Esta indignación colectiva automática ante los resultados de casos de los que no se conoce nada tiene su origen en la equivocada noción de que el fin del proceso penal es encarcelar, y por ende bajo esa premisa cualquier resultado distinto a la condena de todo imputado es visto como un fracaso del sistema de justicia.

En realidad, el fin del proceso penal es garantizar que se juzgue a los ciudadanos respetando el debido proceso y los derechos fundamentales, sin importar si el resultado es una condena o una absolutoria. A los jueces no les puede ni les debe interesar el resultado final de la causa, ya que solo se ven vinculados por las pruebas del caso y la ley, y en el momento en que se interesen por un determinado desenlace pierden la imparcialidad y la investidura, y deja de existir justicia.

En el contexto de este discurso del “enemigo” muchos entienden la cárcel como un castigo diseñado para “los otros”, propio de un mundo distante en el cual ellos jamás podrían llegar a verse inmersos.

Sin duda alguna existe un estereotipo del delincuente, construido en buena medida a partir del constante bombardeo en redes sociales de noticias de los sucesos más violentos, que lleva a gran parte de la audiencia a pensar que ese tipo de crímenes son la regla y que ellos jamás llegarían a ser imputados en un proceso penal, porque “el que nada debe nada teme”. Es así como se crea una división ideológica entre los “buenos” (el público que se piensa incapaz de delinquir o de verse involucrado en un proceso penal), y los “malos” (los otros, los imputados que con solo estar sentados en el banquillo de acusados son vistos como automáticamente culpables en el imaginario social). Esta errónea concepción permite a muchas personas sentirse cómodas criticando la defensa de las garantías fundamentales pensando que nunca les serán violentadas las suyas.
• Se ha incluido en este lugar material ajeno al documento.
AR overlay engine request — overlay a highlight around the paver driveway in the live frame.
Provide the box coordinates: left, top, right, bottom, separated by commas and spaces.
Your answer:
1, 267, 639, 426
Pero la realidad es que hoy en día, con la amplia gama de delitos y leyes especiales de corte autoritario que existen en nuestro ordenamiento -y con la ligereza con la que muchas veces el Ministerio Público formula sus acusaciones en ciertos casos mediáticos respondiendo al clamor popular-, es sumamente fácil para cualquier persona inocente verse injustamente implicada en un proceso penal y ver sus libertades fundamentales amenazadas o vulneradas, producto de errores judiciales o arbitrariedades cometidas en la investigación. En ese contexto, los que nada deben son los que más deben de temer.

El poder punitivo es selectivo, y ninguno de nosotros es inmune a él. Por eso, antes de saltar a condenar a priori ante cualquier caso, haríamos bien en recordar que los derechos y garantías fundamentales buscan protegernos de los abusos de poder a todos los ciudadanos por igual, y que aquellos que critican y menosprecian esas garantías son frecuentemente los primeros que las reclaman y exigen que les sean respetadas cuando el sistema se vuelve en su contra y se encuentran en la necesidad de defenderse.